Ван Берле принял твердое решение послать Розе письмо. Но где Роза?
Ему являлась мысль написать в Гаагу, чтобы заранее рассеять тучи, вновь сгустившиеся над его головой, вследствие доноса, который готовил Грифус.
Но чем написать?
Грифус отнял у него и карандаш и бумагу. К тому же, если бы у него было и то и другое, то не Грифус же взялся бы переслать письмо.
Корнелиус сотни раз перебирал в своей памяти все хитрости, употребляемые заключенными. Он думал также и о бегстве, хотя эта мысль никогда не приходила ему в голову, пока он имел возможность ежедневно видеться с Розой. Но чем больше он об этом размышлял, тем несбыточнее казался ему побег. Он принадлежал к числу тех избранных людей, которые питают отвращение ко всему обычному и часто пропускают в жизни удачные моменты только потому, что они не пошли бы по обычной дороге, по широкой дороге посредственных людей, которая приводит тех к цели.
«Как смогу я бежать из Левештейна, — рассуждал Корнелиус, — после того как отсюда некогда бежал Гроций? Не приняты ли все меры предосторожности после этого бегства? Разве не оберегаются окна? Разве не сделаны двойные и тройные двери? Не удесятерили ли свою бдительность часовые?
Затем, помимо оберегаемых окон, двойных дверей, бдительных, как никогда, часовых, разве у меня нет неутомимого аргуса?[57] И этот аргус, Грифус, тем более опасен, что он смотрит глазами ненависти.

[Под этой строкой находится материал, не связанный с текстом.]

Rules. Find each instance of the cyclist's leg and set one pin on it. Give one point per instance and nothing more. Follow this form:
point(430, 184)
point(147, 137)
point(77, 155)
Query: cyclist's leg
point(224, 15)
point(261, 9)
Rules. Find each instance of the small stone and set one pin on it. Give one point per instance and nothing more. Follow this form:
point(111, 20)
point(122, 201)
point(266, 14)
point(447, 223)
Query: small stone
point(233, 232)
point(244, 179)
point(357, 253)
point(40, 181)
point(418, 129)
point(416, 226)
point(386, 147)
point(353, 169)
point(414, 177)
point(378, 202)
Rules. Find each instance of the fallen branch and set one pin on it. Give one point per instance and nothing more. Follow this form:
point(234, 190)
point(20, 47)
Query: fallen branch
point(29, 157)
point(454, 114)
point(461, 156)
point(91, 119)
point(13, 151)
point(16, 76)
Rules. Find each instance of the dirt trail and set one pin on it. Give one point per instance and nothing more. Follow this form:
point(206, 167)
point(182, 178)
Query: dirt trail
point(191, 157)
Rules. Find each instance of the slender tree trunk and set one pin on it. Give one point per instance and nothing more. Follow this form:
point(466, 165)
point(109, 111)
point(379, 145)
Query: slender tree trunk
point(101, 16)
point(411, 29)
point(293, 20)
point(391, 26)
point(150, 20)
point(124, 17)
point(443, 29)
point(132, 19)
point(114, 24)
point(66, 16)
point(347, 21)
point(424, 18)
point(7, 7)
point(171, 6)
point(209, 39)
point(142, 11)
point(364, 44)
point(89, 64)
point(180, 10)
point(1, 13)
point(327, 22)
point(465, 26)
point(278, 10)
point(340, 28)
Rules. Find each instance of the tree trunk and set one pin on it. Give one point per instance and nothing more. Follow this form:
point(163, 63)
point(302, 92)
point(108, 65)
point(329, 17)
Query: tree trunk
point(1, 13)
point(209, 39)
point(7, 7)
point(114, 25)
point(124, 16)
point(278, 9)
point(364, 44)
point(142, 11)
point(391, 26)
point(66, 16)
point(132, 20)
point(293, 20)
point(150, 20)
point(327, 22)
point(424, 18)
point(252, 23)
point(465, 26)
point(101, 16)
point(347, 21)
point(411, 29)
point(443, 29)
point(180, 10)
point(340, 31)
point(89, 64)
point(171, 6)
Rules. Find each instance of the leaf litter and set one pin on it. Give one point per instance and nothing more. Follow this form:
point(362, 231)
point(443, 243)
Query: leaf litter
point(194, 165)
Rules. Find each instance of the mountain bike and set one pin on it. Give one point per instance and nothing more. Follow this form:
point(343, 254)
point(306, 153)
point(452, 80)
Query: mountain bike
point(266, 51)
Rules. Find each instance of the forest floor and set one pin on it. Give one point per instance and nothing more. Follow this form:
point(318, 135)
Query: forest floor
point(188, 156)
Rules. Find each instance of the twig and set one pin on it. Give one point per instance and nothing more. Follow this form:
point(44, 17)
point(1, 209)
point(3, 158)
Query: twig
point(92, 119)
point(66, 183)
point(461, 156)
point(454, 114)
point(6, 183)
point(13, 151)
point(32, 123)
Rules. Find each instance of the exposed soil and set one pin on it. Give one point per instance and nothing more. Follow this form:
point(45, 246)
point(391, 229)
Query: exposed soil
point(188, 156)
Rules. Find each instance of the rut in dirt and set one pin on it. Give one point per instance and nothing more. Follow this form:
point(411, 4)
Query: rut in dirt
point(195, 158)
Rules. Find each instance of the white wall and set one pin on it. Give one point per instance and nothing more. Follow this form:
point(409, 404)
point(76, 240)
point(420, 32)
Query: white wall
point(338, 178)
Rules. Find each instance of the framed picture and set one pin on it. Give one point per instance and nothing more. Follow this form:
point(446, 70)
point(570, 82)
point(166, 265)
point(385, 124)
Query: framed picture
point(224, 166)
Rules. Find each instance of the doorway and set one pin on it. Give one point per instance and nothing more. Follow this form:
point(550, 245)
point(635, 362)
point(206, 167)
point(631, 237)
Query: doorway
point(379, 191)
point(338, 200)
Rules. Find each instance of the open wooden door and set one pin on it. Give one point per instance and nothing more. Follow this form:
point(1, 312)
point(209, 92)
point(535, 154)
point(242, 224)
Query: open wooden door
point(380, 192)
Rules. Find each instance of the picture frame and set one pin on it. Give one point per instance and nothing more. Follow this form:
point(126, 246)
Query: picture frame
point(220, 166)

Наконец, разве нет еще одного обстоятельства, которое парализует меня? Отсутствие Розы. Допустим, что я потрачу десять лет своей жизни, чтобы изготовить пилу, которой я мог бы перепилить решетку на окне, чтобы сплести веревку, по которой спустился бы из окна, или приклеить к плечам крылья, на которых я улетел бы, как Дедал[58]… Но я попал в полосу неудач. Пила иступится, веревка оборвется, мои крылья растают на солнце. Я расшибусь. Меня подберут хромым, одноруким, калекой. Меня поместят в гаагском музее между окровавленным камзолом Вильгельма Молчаливого и морской сиреной, подобранной в Ставессене, и конечным результатом моего предприятия окажется только то, что я буду иметь честь находиться в музее среди диковинок Голландии. Впрочем, нет, может быть и лучший выход. В один прекрасный день Грифус сделает мне какую-нибудь очередную мерзость. Я теряю терпение с тех пор, как меня лишили радости свиданий с Розой, и особенно с тех пор, как я потерял свои тюльпаны. Нет никакого сомнения, что рано или поздно Грифус нанесет оскорбление моему самолюбию, моей любви или будет угрожать моей личной безопасности. Со времени заключения я чувствую в себе бешеную, неудержимую, буйную мощь. Во мне зуд борьбы, жажда схватки, непонятное желание драться. Я наброшусь на старого мерзавца и задушу его!»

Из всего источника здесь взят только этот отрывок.